As a streamer of MSFS we have a lot of interaction with our followers and viewers alike.
More and more options come available to us through either community or solo projects.
For instance introducing random failures during flight.
Now yesterday I was in the chat of TheFlyingFabio and he uses a community developed mod to do exactly such a thing.
We got talking about how incredible it would be if it was possible that the chat could randomly, without letting the streamer know, introduce a failure during flight.
We are already aware that it is possible to let the Twitch chat fly an airplane. Rami Ismail (@tha_rami) has done so during his streams and quite succesfully.
But it would be nice for streamers if that could somehow be introduced as an integration with Twitch.
Any thoughts on this?
Keep up the good work with this incredible piece of programming.
No. Features like this should be kept away from the official MSFS2020 dev team and kept a private project because it is not something that many users will benefit from.
The author of RandFailuresFS2020 already has a project that uses these.
What is missing is twitch integration, however the author has a private option where he has integrated to twitch and is willing to offer that capability for a price.

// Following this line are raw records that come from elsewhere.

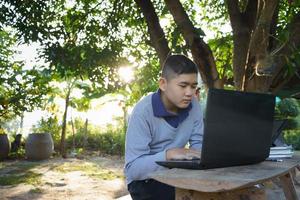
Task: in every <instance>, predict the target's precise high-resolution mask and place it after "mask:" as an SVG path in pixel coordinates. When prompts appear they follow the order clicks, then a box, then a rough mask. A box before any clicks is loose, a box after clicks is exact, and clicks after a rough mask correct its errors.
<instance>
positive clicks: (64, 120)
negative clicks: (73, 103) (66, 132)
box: [60, 92, 70, 158]
mask: <svg viewBox="0 0 300 200" xmlns="http://www.w3.org/2000/svg"><path fill="white" fill-rule="evenodd" d="M69 102H70V92H68V94H67V96H66V99H65V111H64V115H63V124H62V131H61V139H60V154H61V155H62V157H63V158H66V149H65V148H66V144H65V143H66V142H65V139H66V128H67V114H68V107H69Z"/></svg>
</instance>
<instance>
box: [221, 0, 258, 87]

I haven’t seen any info on it, so I’m not sure about it’s capabilities.
Twitch has a well documented REST API here:
And newer products such as Flow have integration with Twitch and SimConnect built in, so they can bridge between the two.
So I believe we have all the pieces to build something, perhaps a set of Flow scripts?
From a streamer point of view, it could be a lot of fun for either a student (as myself) being tested on random failures and the correct procedures to diagnose and react to them. Or for someone like Fabio, listening to the ways he diagnoses problems and solves or reacts is educational. From an audience perspective, who doesn’t love chaos?
Quass has an integration working on his stream, albeit I think that’s X-Plane and Twitch… but I suspect the same pieces are there with the XP API.
I’ve been collecting this info with an eventual plan to use it if I ever get the time, but maybe other devs can take these and roll forward with it? I haven’t seen the details of how Flow exposes the Twitch bot api, but it sounds pretty sweet from what I’ve seen/read, so that might be the simplest way to script. Otherwise, it’s dusting off Visual Studio C#/C++ which I haven’t done in a while. (Really any CLR .NET language can work… hmmm, I wonder if PowerShell scripts are possible… maybe.)